Following multiple British F3 successes it moved into the British Touring Car Championship, where it is now the standard setter for BMW. Time to look back with Bennetts, now 73 but very much still at the helm, at four storied decades.
Hans Stuck, 1980 BMW M1 Procar Championship Monaco
Photo by: Motorsport Images
Stuck in the middle with you
Bennetts was only transferred onto the Project 4 F3 team by Ron Dennis when its 1980 campaign in the BMW M1 Procar series with Hans Stuck ended mid-season. The previous year, Bennetts had run Niki Lauda to the title in the P4-entered M1.
“We won Monaco both years, totally different drivers – chalk and cheese,” recalls Bennetts. “Lauda very professional, very serious. Stuck was down to earth, you could have a good laugh with him, but once he got in the car and got his helmet on he was a serious contender.”

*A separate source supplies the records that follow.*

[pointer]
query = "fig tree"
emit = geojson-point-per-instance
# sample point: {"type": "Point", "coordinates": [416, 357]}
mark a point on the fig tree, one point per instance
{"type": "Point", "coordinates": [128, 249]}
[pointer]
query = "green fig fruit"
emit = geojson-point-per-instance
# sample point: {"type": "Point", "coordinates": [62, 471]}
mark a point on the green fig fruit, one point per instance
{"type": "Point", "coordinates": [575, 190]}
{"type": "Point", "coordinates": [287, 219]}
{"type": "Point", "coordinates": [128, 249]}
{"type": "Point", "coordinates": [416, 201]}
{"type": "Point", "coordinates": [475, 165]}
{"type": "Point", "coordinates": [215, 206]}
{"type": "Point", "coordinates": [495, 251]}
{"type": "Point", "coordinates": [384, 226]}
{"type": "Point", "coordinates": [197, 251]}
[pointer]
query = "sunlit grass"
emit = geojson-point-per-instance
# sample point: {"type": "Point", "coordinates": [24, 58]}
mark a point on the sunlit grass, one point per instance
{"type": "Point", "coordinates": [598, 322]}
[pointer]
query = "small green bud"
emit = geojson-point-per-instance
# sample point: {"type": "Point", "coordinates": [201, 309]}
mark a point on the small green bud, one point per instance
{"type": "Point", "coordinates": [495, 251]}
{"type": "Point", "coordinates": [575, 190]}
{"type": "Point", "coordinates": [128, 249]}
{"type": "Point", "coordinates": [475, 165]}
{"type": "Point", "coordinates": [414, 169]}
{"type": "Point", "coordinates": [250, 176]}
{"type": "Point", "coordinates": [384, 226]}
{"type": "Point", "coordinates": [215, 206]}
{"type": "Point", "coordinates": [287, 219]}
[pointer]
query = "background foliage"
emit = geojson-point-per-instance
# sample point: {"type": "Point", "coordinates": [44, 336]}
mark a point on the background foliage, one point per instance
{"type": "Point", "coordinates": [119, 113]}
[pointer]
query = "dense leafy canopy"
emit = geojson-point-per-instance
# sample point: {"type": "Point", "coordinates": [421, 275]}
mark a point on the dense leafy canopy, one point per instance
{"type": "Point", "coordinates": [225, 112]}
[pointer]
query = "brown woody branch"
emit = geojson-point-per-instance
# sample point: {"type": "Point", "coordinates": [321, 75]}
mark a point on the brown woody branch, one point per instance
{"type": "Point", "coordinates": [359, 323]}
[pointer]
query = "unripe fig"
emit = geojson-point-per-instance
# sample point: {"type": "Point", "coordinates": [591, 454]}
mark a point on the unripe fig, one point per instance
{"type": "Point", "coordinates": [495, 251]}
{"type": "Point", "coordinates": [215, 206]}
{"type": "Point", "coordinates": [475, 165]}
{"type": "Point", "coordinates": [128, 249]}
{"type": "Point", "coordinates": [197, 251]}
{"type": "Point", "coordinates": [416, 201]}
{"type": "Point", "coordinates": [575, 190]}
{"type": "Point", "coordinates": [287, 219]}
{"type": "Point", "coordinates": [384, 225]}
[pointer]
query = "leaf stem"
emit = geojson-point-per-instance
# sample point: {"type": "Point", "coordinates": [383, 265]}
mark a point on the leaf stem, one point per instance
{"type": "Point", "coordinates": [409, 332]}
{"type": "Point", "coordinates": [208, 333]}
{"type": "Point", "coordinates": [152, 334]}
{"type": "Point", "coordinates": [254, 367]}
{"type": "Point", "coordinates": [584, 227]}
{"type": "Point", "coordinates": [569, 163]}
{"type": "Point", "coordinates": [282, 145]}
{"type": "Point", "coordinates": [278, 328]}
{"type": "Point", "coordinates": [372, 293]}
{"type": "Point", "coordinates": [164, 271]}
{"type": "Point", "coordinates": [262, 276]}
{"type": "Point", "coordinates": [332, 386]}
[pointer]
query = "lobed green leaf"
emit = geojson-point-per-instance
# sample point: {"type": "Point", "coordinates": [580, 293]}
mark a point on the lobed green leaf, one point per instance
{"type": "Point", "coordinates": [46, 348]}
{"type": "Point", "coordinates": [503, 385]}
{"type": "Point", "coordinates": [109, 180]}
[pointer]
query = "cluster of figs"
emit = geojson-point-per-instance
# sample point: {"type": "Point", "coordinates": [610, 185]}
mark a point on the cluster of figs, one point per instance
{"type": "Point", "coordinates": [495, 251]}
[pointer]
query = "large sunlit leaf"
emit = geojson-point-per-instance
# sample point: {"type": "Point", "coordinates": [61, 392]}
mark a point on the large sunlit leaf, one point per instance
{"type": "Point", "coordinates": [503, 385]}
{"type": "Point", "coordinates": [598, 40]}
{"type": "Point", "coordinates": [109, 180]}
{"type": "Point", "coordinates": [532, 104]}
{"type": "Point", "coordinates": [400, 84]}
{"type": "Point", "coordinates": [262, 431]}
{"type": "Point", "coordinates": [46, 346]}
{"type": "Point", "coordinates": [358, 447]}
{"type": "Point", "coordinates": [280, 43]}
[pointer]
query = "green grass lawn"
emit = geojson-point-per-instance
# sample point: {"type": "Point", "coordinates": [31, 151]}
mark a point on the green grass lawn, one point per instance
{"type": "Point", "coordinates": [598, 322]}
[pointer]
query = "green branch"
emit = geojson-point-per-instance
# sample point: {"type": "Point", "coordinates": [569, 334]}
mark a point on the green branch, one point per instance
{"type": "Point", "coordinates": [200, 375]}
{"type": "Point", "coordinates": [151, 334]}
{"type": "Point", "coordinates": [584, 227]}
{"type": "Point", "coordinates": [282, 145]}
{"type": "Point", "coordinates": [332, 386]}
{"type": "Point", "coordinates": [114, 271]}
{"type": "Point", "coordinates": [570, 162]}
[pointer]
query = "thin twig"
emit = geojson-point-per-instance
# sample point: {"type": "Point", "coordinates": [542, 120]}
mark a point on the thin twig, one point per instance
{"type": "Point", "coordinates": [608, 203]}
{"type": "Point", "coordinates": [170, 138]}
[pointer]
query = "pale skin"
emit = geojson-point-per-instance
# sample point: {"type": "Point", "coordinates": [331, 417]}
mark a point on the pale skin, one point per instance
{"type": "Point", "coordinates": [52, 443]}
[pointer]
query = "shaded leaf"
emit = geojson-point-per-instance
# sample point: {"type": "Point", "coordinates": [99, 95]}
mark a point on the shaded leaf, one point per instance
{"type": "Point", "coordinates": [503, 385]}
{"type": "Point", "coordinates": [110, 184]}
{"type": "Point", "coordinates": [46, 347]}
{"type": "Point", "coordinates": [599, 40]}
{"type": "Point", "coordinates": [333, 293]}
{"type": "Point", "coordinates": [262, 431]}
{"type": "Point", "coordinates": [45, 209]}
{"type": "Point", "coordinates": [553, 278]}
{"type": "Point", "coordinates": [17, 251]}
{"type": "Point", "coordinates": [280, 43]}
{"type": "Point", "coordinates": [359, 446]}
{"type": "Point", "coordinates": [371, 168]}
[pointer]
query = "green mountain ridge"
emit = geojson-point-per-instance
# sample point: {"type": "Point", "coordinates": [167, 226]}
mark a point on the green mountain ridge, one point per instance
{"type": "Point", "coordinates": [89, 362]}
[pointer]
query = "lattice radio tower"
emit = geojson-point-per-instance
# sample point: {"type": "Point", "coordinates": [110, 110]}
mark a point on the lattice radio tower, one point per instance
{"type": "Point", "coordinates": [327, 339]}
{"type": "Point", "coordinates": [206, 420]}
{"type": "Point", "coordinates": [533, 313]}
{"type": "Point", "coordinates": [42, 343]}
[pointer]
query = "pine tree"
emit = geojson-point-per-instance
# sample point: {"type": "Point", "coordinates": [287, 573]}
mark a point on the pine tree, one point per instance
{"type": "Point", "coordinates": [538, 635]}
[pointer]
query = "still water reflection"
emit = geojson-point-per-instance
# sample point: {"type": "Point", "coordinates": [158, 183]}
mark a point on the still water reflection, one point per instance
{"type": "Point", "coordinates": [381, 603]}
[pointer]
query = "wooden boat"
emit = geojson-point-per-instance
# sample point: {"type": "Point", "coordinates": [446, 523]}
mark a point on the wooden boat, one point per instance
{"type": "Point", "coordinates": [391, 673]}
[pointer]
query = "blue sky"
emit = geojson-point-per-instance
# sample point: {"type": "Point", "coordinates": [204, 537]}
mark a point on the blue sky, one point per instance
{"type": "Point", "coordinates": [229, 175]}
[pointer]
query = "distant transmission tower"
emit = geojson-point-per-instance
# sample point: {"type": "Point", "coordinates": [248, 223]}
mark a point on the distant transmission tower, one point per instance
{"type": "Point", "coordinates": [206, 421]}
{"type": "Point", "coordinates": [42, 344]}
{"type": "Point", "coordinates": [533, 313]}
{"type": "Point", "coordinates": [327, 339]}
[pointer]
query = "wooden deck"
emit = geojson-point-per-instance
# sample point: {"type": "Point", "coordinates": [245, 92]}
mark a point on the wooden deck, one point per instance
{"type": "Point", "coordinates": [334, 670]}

Project 4 built the entire fleet of cars before the 1979 series: “Ron got a deal through BMW Munich. They arrived in kit form and we assembled all 24 and got them all painted. We were knackered. Then Ron said can we build one more, and we said, ‘No we’ve had enough,’ and he said, ‘We’re going to run it ourselves,’ and he wouldn’t tell us who the driver is. He said, ‘You’ll be surprised and it’ll be worthwhile.’ That was for Niki.”
"Ron said if I’d stuck with them I might have earned more money than I earn now. Probably true! You can always have regrets and that, but I don’t regret it at all" Dick Bennetts
The budget ran out with Stuck, and Dennis was on the verge of merging P4 with the floundering McLaren F1 team, bringing in John Barnard to design the carbonfibre MP4: “Ron just said we’re stopping running. I was going to leave then but he said, ‘No no’, and he sent me upstairs to help out John Barnard, and then I took over the F3 team after that.
“Ron offered me a job as the test team manager, but I was flatting with three or four guys from Bruce McLarens and Brabhams, and I listened to all their stories. I’m one to have a smaller operation. There were about 20 of us at Project 4, so you got to know everyone, whereas I said if I go to F1 I’ll be number 42 out of 300. That was in 1980. Now it would be number 42 out of 1500.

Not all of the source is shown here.